The algorithms used are mostly off-the-shelf products and rely on language comprehension models. Experiments with recognizing sensitive data in email message corpora have demonstrated the importance of context in such models. The use of wrong context variables or insufficient relevant context variables makes these models prone to bias. This has raised awareness of the ease with which AI bias could skew the record of the future (Seles 2020). Moreover, algorithms that focus on text—for example, in the body and subject field of email messages—do not deal with system features which provide background knowledge—for example, about the identity of the sender and receiver in messaging systems. Background knowledge is a necessary component of communication. It gets lost when individual messages are selected and archived outside of their native system. If the context of the record is gone, even an expert will struggle to understand the content. Finally, noise—such as the duplication of information in email conversation threading—often provides meaningful information as well. Therefore, there is a strong and compelling case for keeping the environmental context of digital content intact. Every practical IT-person would advise that the best, and by far the easiest solution, is to archive the entire system where the content was originally created and processed.
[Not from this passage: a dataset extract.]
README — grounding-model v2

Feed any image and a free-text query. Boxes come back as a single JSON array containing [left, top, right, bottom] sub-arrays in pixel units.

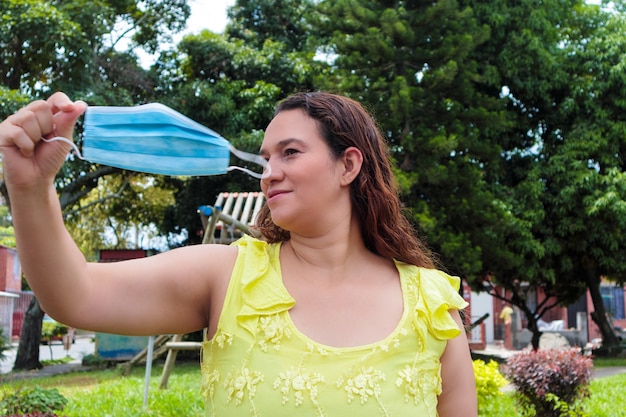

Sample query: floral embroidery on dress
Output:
[[337, 367, 385, 404], [274, 366, 324, 407], [202, 366, 220, 398], [258, 314, 291, 352], [214, 330, 233, 349], [224, 368, 263, 405], [306, 342, 328, 356], [396, 363, 441, 404]]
Robust methods and tools can help with this and track the updates while the system is still in use, so that snapshots from specific time periods can be reconstructed.

6 When things get out of hand

In the future, when a user requests access to the system—be that in a year or a hundred years—then is the time to decide which access restrictions still apply and which filtering mechanism to use. At that point in time, archivists have a duty to intervene to protect data privacy and classified information. This is where the shoe pinches: how to identify sensitive information in the sea of data at the point of need?

Archivists have decided to combine the sensitivity review with the appraisal and selection process—so that all checks are performed before the records are transferred to the archive—with the aim of being in control of a well-organized and “clean” archive. This task encounters a whole set of issues—especially as record creators needed the time to establish sound digital information management practices—but also because data protection has become a moving target. As a result, government agencies and archival institutions have reached the point where the inability to accurately identify sensitive data at scale makes it practically impossible for them to grant freedom of information (FOI) requests or permit archival research (Colavizza et al. 2021). Clearly then, destroying as much information as possible, as soon as the retention schedules allow, can help ease the task of both record creators and keepers.

7 Give future generations the chance to build their own, rich memories

As digital archivists, we cling to our appraisal mindset as a panacea for all the problems we face, and we worry about giving too much access to the data under our custody. The use of AI will serve this propensity and aggravate its impact. It will reproduce and amplify the ‘natural stupidity’—i.e., errors in judgment and biases, as Tversky and Kahneman have defined it (Lewis 2016)—that has crept into the profession’s appraisal practice during the shift from paper to digital. We need to change.

We need to embrace digital society and understand that information overload is a prerequisite for it to thrive. In this view, digital archives are big data and AI the way to unlock them. The way digital scholars are using data mining techniques to parse through large volumes of data in digital library collections gives us a glimpse of how digital archives will be used by future generations: as data collections, breaking down the descriptive silos we have built, and using AI-based tools to construct multiple collective and individualized memories, histories and truths. The more data we leave behind the richer their storytelling and memorializing will be.

Therefore, the question for our profession is: will AI serve the power to destroy electronic records and amplify present-day biases? Or should we be the record-keepers and let future generations decide how to use AI to unlock the inherited records and enhance their digital memory?